Will LGBT lives matter to the UK’s next PM?

It’s hardly news to discover that a prospective Tory prime minister is a terrible human being, but even by their usual standards the current crop have revealed themselves to be particularly unpleasant.

Speaking to the media yesterday, Esther McVey followed in the footsteps of Andrea Leadsom by taking the side of the homophobic protestors outside the Birmingham primary school: when it comes to equality, “parents know best”. Meanwhile Dominic Raab announced that he didn’t want to “make it easier” for trans kids to be themselves.

The kind of people who scream at five year olds vote in significant numbers, so McVey will happily throw the vulnerable minority of LGBT parents and children under the bus to get those votes. Trans kids don’t vote at all and their parents aren’t a significant electoral force, so Raab is happy to dog-whistle to the anti-trans and religious brigade about the invented spectre of children transitioning. Once more for those at the back: trans children don’t get hormones or surgery in the UK; that isn’t under review.

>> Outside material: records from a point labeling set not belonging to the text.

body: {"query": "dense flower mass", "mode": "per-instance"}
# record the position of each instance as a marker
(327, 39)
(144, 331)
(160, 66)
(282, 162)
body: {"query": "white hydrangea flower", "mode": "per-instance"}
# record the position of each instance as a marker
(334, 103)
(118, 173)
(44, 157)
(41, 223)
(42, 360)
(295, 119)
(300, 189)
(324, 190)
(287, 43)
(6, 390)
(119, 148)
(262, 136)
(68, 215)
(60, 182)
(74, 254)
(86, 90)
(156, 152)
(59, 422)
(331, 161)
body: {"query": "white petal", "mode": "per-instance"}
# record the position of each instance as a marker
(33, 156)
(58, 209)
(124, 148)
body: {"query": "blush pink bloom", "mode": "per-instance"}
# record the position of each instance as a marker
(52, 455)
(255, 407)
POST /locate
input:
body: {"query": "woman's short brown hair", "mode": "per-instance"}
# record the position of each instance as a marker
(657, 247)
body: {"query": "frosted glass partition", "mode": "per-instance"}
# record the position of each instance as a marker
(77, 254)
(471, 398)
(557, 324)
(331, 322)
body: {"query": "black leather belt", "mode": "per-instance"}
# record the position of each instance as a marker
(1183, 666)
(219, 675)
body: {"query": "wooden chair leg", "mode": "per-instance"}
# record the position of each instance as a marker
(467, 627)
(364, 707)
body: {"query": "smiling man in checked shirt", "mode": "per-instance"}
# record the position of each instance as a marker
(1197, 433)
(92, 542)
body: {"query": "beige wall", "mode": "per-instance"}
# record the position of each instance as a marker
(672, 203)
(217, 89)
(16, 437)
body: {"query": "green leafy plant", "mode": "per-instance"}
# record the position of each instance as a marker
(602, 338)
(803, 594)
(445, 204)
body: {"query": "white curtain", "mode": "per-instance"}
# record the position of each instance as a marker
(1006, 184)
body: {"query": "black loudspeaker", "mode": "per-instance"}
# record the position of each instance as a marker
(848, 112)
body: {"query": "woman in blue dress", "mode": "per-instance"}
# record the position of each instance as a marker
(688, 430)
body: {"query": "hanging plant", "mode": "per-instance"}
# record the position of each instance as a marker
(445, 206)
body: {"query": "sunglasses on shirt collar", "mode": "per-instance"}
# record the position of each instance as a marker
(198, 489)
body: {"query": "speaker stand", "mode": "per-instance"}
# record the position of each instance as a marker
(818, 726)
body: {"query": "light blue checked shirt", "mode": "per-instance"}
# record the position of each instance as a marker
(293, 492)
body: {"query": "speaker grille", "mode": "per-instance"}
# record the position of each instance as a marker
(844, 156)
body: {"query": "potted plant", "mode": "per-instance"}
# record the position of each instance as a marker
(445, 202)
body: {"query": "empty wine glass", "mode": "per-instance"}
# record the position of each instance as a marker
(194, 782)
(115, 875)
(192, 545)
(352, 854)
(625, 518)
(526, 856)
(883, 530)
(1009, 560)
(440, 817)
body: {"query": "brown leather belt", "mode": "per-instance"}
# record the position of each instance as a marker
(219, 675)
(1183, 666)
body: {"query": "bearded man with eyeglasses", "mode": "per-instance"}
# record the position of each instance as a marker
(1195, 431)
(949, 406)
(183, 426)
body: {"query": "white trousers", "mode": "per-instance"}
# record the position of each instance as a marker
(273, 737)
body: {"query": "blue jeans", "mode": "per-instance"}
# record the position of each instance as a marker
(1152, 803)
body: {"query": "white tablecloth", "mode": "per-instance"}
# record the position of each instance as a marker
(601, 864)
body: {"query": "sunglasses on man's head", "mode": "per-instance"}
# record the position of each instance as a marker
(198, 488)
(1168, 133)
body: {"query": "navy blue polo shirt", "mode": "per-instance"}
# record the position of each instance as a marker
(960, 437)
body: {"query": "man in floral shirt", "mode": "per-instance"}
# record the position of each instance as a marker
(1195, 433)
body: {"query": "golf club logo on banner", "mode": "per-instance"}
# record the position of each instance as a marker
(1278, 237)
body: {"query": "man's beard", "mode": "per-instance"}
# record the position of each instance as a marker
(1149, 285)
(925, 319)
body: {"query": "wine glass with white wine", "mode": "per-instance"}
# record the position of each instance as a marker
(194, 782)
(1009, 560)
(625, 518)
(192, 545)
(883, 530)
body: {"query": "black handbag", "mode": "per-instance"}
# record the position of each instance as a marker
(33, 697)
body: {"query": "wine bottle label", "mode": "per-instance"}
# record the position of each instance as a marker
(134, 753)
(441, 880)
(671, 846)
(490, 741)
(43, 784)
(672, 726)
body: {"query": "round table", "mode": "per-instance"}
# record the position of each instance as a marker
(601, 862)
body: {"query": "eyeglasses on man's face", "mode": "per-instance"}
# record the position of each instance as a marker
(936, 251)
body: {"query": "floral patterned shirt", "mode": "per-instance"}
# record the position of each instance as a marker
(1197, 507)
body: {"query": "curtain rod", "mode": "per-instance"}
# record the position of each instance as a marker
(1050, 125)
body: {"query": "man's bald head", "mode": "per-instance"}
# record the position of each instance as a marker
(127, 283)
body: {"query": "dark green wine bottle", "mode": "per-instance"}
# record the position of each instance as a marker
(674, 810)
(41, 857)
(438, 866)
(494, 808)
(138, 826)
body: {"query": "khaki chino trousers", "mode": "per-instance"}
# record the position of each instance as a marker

I’m no fan of the Conservatives, but some of them deserve some credit for their approach to LGBT rights in recent years: David Cameron ignored the majority of his own MPs to get equal marriage passed in 2013, and the Conservatives have also attempted to bring gender recognition in line with international best practice (an attempt that was done badly and turned into a disaster for trans people, but that’s for another post). Penny Mordaunt in particular has been a positive voice in government for LGBT people.

But the Conservatives were also the party of Section 28.

As the equal marriage vote demonstrated, the majority of Conservative MPs are not in favour of equal rights for LGBT people.

Nadine Dorries claimed equal marriage was “a policy which has been pursued by the metro elite gay activists”. Liam Fox said it was “a form of social engineering” and voted against extending equal marriage to Forces personnel stationed abroad. David Davies is a vocal anti-trans activist with a truly appalling voting record on LGBT issues (and inevitably, on women’s rights too). Of the 21 MPs who voted to oppose inclusive relationship in schools this year, 12 were Tory (plus 7 of their DUP allies and 1 independent. Just one Labour MP joined them).

Their friends in the press aren’t exactly LGBT-friendly either, and the most vocally anti-trans newspapers are the ones most read by Conservative voters and the hard core of Conservative party members who will select the next Prime Minister.

Most politicians would happily sell their own mothers for power, and looking across the Atlantic it’s clear that pandering to bigots and Murdoch is an effective way of gaining that power. Who cares if that means making a vulnerable minority’s lives worse? Given the choice between protecting people and gaining power, they’ll choose power every time.

For too many Conservatives, LGBT people’s lives simply don’t matter.